The Barracks closed on 1 April 1993 and the site is now used for a housing estate, including the old workhouse, many road names reflecting its military origin. During the war the corps had an ammunition dump hidden in woods at Yardley Chase, where signs still remain.

===1980s urban expansion===
The village backs on to several modern housing estates including Wootton Fields and the area previously occupied by the army barracks. The development and loss of village character occurred during the 1980s and 1990s as the town expanded south towards the M1 motorway near junction 15 and is next to the large housing estates of Wootton Fields, Grange Park, Simpson Manor and East Hunsbury.

===2008 expansion proposals===
Further urban expansion of Northampton was being planned in October 2008 with another 13,500 houses and additional infrastructure in the rural areas around Grange Park, Quinton and Preston Deanery.

==Governance==
As a former village distinct from the town, it has its own Parish Council, unlike more recent 20th- and 21st-century suburbs of the town. In the 20th century the parish was merged with East Hunsbury, a rural area before development in the 1980s. However, the combined Wootton and Hunsbury Parish was demerged again in 2015; the Wootton part initially gaining the name "Wootton, Wootton Fields and Simpson Manor", before it was agreed that this was too much of a mouthful, and the parish was reverted to its original name, Wootton.
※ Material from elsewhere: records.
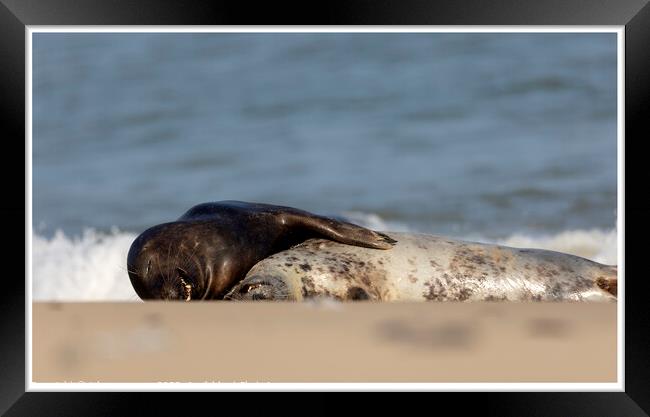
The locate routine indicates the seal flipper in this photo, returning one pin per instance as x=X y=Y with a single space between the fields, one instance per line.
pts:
x=340 y=231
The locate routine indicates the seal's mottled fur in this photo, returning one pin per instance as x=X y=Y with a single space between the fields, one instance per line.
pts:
x=426 y=268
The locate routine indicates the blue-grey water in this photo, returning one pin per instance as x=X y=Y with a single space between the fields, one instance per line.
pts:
x=488 y=134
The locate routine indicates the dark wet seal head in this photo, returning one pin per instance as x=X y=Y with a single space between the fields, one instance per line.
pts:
x=260 y=288
x=161 y=268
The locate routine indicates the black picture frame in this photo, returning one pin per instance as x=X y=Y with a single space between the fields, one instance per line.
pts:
x=15 y=15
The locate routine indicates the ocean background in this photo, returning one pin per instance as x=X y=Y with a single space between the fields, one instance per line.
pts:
x=506 y=138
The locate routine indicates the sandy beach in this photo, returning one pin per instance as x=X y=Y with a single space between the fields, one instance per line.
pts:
x=326 y=342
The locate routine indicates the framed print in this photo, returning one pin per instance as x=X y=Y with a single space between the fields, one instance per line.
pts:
x=506 y=128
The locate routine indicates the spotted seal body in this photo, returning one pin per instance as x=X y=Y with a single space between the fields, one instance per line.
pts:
x=426 y=268
x=213 y=245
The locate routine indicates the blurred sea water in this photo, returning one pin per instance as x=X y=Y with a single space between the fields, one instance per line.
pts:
x=505 y=137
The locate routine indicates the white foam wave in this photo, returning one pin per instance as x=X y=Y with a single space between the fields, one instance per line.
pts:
x=92 y=267
x=597 y=245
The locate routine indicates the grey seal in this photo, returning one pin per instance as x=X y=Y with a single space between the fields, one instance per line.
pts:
x=213 y=245
x=426 y=268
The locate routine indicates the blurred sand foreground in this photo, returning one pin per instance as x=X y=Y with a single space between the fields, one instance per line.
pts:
x=326 y=342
The village is mostly in the Nene Valley ward of West Northamptonshire Council, with small parts of the parish in the Hackleton and Grange Park ward.

==Demographics==
The 2001 census showed there were 2,015 people living in the parish, 978 male, 1,037 female in 885 dwellings. The 2011 Census showed that the ward had expanded rapidly to 11,180.
The 2021 census showed that 8,591 people lived in the parish, a rise from the 2011 census figure of 8,376 and the 2001 census figure of 5,563.

==Facilities==
There is a community centre, a recreation ground with a multi-use games area, a Working men's club; opticians and a medical centre.
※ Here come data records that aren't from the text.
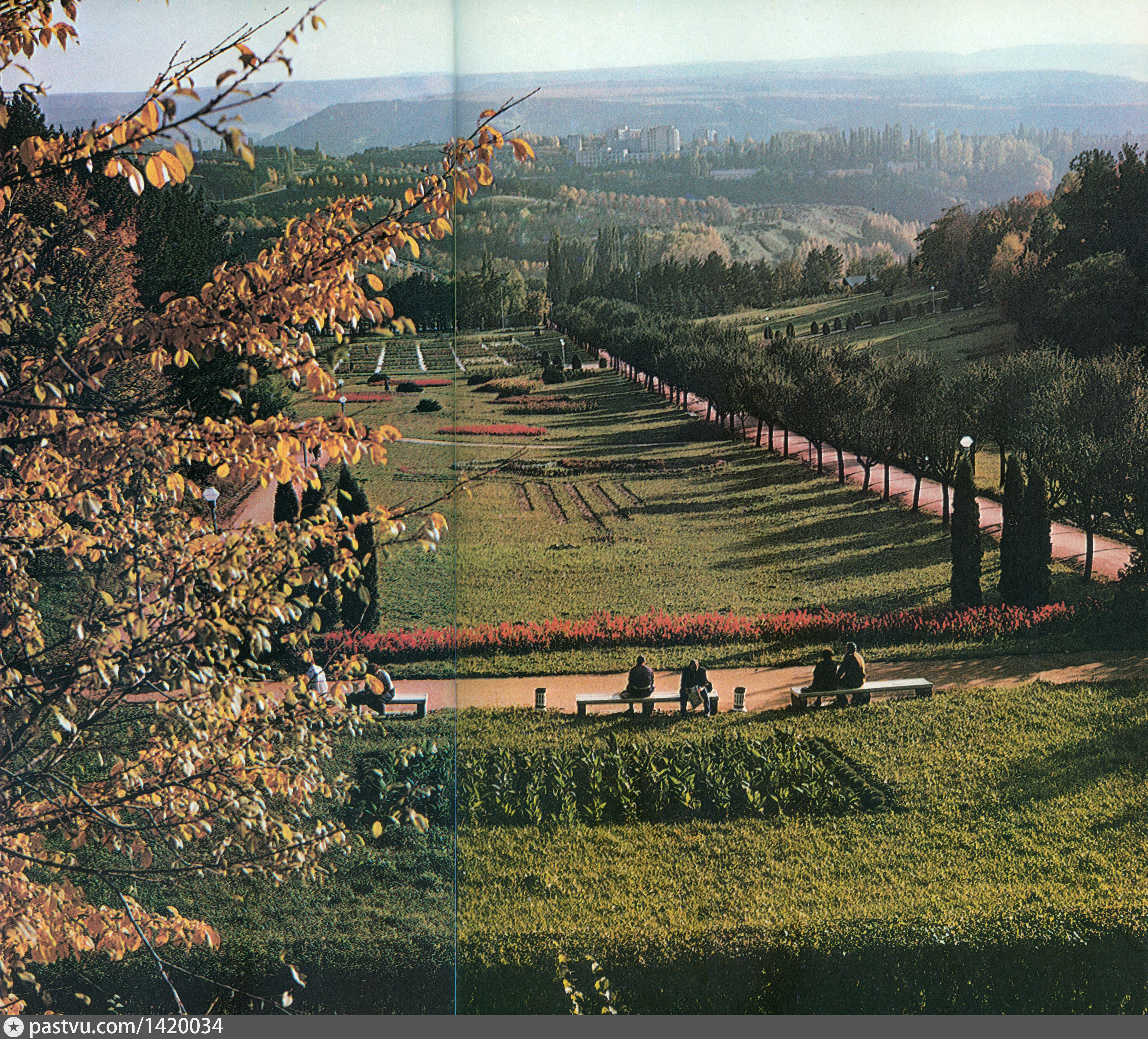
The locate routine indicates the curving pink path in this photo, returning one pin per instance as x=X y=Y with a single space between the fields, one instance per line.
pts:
x=768 y=688
x=1069 y=545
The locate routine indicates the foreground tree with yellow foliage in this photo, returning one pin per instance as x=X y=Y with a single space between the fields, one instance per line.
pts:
x=137 y=740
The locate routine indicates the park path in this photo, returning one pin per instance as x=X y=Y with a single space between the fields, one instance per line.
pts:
x=259 y=506
x=768 y=688
x=1069 y=544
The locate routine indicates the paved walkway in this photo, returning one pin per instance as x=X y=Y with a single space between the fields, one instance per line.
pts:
x=768 y=688
x=1069 y=545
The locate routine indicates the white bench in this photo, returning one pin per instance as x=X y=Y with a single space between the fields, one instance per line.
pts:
x=616 y=700
x=895 y=688
x=418 y=701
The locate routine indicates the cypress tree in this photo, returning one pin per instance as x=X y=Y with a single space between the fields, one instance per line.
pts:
x=358 y=613
x=1012 y=584
x=966 y=535
x=1038 y=544
x=286 y=503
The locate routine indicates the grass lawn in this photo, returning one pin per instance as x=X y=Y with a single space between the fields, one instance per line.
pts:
x=377 y=937
x=720 y=526
x=1012 y=810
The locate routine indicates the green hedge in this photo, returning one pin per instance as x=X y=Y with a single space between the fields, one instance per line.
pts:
x=1082 y=965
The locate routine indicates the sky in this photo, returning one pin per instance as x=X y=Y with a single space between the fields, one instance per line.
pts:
x=124 y=43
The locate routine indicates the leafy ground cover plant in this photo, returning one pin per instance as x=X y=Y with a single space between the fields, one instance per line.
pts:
x=795 y=627
x=620 y=781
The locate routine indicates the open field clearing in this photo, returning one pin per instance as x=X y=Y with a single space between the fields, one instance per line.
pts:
x=659 y=513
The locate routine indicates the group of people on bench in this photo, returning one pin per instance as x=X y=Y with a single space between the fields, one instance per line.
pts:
x=640 y=685
x=829 y=675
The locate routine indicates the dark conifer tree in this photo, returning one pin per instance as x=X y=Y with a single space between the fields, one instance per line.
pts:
x=358 y=612
x=286 y=503
x=966 y=534
x=1012 y=584
x=327 y=601
x=1038 y=544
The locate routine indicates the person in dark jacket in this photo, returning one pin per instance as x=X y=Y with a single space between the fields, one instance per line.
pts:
x=640 y=684
x=694 y=677
x=851 y=674
x=825 y=677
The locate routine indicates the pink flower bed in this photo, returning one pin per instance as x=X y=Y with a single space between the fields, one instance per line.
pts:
x=501 y=430
x=358 y=398
x=795 y=627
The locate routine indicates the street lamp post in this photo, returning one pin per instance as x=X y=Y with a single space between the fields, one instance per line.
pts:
x=212 y=495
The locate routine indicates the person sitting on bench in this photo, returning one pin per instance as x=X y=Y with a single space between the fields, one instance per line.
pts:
x=825 y=677
x=851 y=674
x=694 y=678
x=640 y=684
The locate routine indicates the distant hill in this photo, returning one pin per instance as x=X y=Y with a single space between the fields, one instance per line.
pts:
x=1098 y=90
x=741 y=103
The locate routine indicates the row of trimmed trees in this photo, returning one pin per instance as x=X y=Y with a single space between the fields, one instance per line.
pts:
x=338 y=608
x=1081 y=425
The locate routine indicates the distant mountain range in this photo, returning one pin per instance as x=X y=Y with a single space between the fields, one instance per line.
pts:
x=1097 y=90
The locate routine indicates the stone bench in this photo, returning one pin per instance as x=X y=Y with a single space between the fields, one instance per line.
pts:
x=418 y=701
x=616 y=700
x=895 y=689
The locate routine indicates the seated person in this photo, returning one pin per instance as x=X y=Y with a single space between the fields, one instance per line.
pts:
x=640 y=684
x=368 y=697
x=694 y=677
x=825 y=677
x=851 y=674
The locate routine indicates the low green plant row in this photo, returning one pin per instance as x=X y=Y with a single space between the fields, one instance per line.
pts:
x=871 y=796
x=616 y=782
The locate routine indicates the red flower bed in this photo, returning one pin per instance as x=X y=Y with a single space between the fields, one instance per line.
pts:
x=501 y=430
x=795 y=627
x=358 y=398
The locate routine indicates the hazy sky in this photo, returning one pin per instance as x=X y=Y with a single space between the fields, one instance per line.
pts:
x=123 y=43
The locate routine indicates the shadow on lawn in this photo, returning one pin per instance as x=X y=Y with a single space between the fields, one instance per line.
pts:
x=1075 y=767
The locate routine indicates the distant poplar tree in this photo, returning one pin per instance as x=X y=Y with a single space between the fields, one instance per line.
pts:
x=286 y=503
x=1012 y=584
x=1038 y=544
x=966 y=537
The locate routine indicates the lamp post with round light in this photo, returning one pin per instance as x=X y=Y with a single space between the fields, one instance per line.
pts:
x=212 y=495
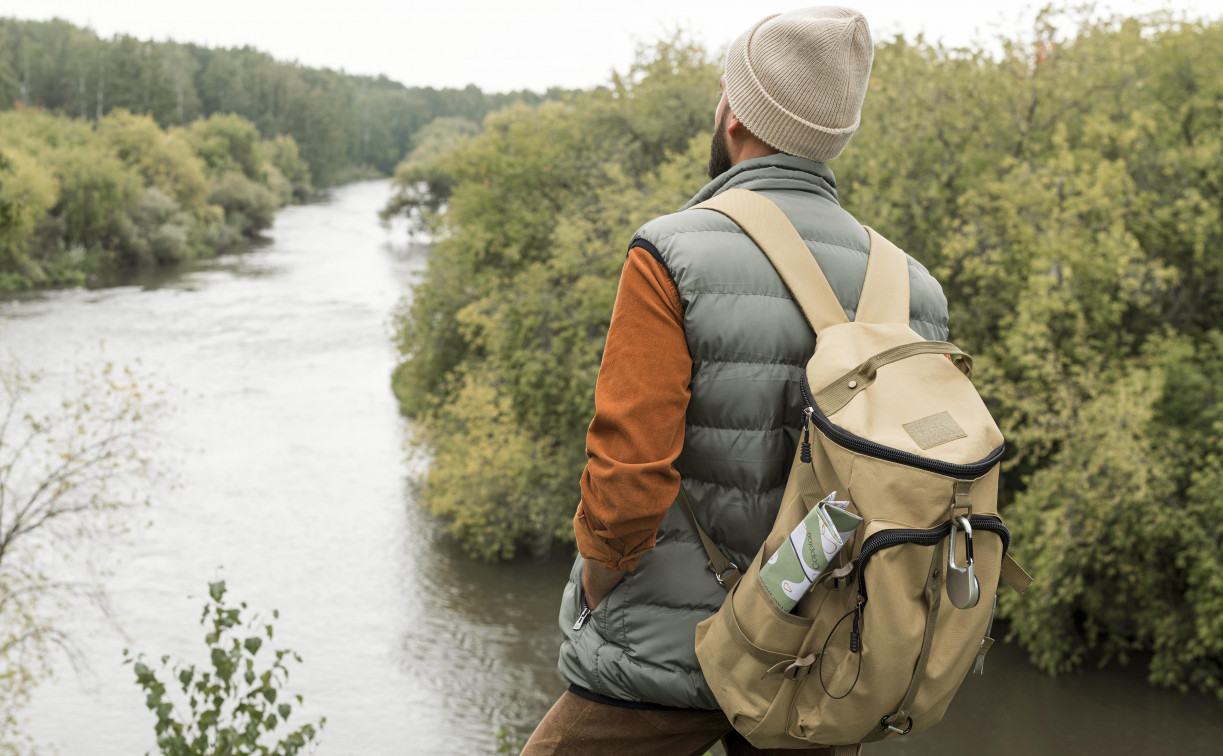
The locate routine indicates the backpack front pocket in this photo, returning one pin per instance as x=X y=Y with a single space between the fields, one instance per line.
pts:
x=747 y=635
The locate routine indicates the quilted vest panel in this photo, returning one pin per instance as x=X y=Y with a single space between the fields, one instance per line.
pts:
x=749 y=344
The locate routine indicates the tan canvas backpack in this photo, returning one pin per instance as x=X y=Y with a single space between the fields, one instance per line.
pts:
x=881 y=642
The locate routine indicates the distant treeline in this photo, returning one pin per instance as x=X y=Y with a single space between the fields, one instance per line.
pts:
x=340 y=122
x=78 y=198
x=1068 y=192
x=120 y=153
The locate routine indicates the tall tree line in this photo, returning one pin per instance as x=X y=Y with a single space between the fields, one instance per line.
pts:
x=340 y=121
x=1067 y=192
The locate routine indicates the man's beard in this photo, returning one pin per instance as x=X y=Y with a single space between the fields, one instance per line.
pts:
x=719 y=157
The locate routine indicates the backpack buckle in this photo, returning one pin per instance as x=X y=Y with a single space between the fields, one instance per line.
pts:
x=963 y=587
x=734 y=575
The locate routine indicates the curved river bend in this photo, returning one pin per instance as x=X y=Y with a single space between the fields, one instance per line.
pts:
x=292 y=486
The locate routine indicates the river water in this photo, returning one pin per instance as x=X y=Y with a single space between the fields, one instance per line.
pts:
x=294 y=485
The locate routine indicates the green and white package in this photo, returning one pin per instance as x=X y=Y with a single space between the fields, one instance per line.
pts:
x=802 y=558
Wootton has two pub/restaurants – "The Yeoman of Old England" in the centre of what was the old village. The second, "The Queen Eleanor" together with a Premier Inn hotel are both on Newport Pagnell road near the Queen Eleanor junction of Mereway and the A45. There is a shop, butcher, chemist and a large British Garden Centres Garden Centre in Newport Pagnell Road. Waitrose also said they would like to build a supermarket on the road but this was opposed in a report commissioned by the West Northampton Development Corporation. However, in 2013, plans were approved for a new Waitrose store which was opened by Christmas, 2013.

The village primary school is Wootton County founded in 1873. A modern all-through Caroline Chisholm School for young people aged 4–19 is located on Wooldale Road. The private Northampton High School for girls is located along Newport Pagnell Road.